The scientific picture of how genes work is much more complex than people tend to think, though you’d never guess this from the newspapers. Frequently there will be an announcement suggesting a direct connection between genes and traits or conditions (‘Gene for autism finally discovered!’). One gene is said to give you brown eyes; another, blonde hair; and yet another, schizophrenia. The notion of the “selfish gene” conveys the idea that one gene works in isolation, going about its own selfish business.
It does not make sense to consider a gene in isolation as being responsible for a complex function. Genes are not so powerful. For each biological function, there is always a series of genes working together. Cooperation of genes with each other is the main operational basis of genetics, and therefore of evolution. Dawkins acknowledges a role for gene-gene interactions in The Selfish Gene, noting that ‘the effect of any one gene depends on interaction with many others.’
When saying that a gene causes X to happen, what is meant is that on the average X happens, and at a statistically reliable rate. There is always lots of variability, including individuals in whom nothing happens or even the opposite of X occurs. When thinking about genes, it is important to remember words like on “average,” “typically,” “usually,” “often,” “tend to,” and “generally”. Genes are very far from being fixed in their actions. And a large part of evolution occurs by altering regulation of genes, rather than genes themselves.
The vast majority of genes extract certain kinds of information from the upbringing and environment of the person. Genes are very good at simple if-then logic: if in a certain environment, then develop in a certain way. Complex behaviors like nurturing, especially when tied to even more complex emotions like "love," are never either genetically predetermined or environmentally produced. Gene/environment interactions are everywhere.
Right from birth, it’s very hard to distinguish the contribution made by nature from that of nurture. A "bad" genotype does not condemn a person to a particular behavior; for ill effects to occur, a bad environment is also required. Likewise, a "bad" environment is not a sentence; it also requires a "bad" genotype if it is to produce ill effects . The environment, as well as the genome, has an enormous influence on the personality of a child, mainly through the child's peer group. A hormone can make you nicer or nastier depending on your values. A criminal personality, even if partly genetic, is much more likely to be expressed in a criminal environment.
Even brain structures can be modified by external factors. Childhood adversity can scar everything from our DNA to our cultures, and effects can be lifelong. We haven’t evolved to be “selfish” or “altruistic” or anything else. The way a person develops can be steered and adjusted by changes in that environment along the way. It all depends on the context. Adolescence shows us that the most interesting part of the brain evolved to be shaped minimally by genes and maximally by experience.
Even something as seemingly hardwired as our physiology — cells dividing, moving, deciding their fates, and organizing into tissues and organs — is not engineered by genes alone. Biophysical events (like chemical reactions in the cells, mechanical pressures inside and on the cells, and gravity) can switch genes on and off, determining cell fate. Take taste. When mothers breastfeed their babies, tastes of the foods they have eaten are reflected in their breast milk, and their babies develop a preference for these foods. Babies “inherit” food preferences from the behavior of their mothers.

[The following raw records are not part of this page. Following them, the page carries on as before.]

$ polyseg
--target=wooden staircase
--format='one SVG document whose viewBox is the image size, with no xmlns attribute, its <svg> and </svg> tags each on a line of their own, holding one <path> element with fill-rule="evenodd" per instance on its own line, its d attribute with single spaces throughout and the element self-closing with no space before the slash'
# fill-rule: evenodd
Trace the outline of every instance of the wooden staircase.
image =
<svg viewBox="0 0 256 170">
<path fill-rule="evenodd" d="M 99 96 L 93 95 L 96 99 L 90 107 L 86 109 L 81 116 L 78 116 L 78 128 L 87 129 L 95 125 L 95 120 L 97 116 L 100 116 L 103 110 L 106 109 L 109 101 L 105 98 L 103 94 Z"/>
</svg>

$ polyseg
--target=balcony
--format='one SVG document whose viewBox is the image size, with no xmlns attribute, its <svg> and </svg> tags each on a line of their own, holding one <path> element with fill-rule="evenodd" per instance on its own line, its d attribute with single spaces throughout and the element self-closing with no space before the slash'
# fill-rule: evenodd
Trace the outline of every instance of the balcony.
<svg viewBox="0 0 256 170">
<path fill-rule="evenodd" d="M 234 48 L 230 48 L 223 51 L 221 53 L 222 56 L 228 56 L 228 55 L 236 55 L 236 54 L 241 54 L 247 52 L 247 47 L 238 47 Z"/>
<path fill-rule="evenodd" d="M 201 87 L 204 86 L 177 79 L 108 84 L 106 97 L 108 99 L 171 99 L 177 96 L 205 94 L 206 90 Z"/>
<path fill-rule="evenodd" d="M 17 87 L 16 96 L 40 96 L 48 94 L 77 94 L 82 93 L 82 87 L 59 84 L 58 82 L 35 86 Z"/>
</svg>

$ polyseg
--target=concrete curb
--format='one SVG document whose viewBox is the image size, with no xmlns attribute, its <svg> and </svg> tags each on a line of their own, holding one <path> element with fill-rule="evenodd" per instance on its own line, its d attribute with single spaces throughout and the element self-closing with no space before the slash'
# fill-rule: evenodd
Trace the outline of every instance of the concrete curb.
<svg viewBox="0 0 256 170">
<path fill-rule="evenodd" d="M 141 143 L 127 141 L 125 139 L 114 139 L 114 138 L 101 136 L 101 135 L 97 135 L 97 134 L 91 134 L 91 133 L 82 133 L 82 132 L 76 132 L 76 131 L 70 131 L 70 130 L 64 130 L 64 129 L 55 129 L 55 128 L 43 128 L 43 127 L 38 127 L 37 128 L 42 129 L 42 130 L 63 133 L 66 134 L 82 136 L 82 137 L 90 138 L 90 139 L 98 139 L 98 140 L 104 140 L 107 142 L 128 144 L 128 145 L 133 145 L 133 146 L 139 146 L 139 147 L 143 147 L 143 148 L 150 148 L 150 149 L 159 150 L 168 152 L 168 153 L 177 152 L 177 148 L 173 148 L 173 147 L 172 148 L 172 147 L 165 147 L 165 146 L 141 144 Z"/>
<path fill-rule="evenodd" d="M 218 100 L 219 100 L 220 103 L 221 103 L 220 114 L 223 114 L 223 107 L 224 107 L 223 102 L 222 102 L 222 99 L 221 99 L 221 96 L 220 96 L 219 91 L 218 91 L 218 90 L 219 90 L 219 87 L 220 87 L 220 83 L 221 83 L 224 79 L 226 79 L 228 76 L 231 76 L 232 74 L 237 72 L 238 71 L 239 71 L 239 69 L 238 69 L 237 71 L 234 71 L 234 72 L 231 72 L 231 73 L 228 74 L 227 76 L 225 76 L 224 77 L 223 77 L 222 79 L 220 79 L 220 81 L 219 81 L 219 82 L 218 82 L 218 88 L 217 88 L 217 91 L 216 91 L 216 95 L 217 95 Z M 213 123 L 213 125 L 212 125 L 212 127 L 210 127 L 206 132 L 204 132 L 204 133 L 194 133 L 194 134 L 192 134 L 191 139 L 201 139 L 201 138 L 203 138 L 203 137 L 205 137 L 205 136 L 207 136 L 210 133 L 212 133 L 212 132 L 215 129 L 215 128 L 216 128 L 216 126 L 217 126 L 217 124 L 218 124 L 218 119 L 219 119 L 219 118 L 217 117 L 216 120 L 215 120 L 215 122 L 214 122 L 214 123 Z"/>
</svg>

Changes wrought by one's diet, behavior, or surroundings can work their way into the germ line and persist far into the future. Thus, what you eat or smoke today could affect the health and behavior of your great-grandchildren. Increasingly, researchers are finding that an extra bit of a vitamin, a brief exposure to a toxin, even an added dose of mothering can alter the software of our genes in ways that affect an individual's body and brain for life. DNA Is Not destiny.
Nature versus nurture is a false dichotomy. It is rather nature via nurture. Genes are not puppet masters that determine one’s behavior exactly - environmental influences are sometimes less reversible than genetic ones. Any geneticist who says that he has found an influence for genes and therefore there is no role for the environment is talking bunk. And any nurtures who says that he has found an environmental factor and therefore there is no role for genes is equally talking bunk.
A more nuanced argument about human evolution is given in The Secret of Our Success by Joseph Henrich. The central argument in this book is that cultural evolution became the primary driver of our species’ genetic evolution. What has enabled us to dominate the globe, more than any other species, while remaining virtually helpless as lone individuals? The secret of our success lies not in our innate intelligence, but in our collective brains ― on the ability of human groups to socially interconnect and learn from one another over generations.
Once cultural information began to accumulate and produce cultural adaptations, the main selection pressure on genes revolved around improving our abilities to learn various skills and practices that became increasingly available in the minds of the others in one’s group. This culture-gene coevolutionary interaction creates an autocatalytic process such that no matter how big our brains get, there will always be much more cultural information in the world than any one of us can learn in a lifetime.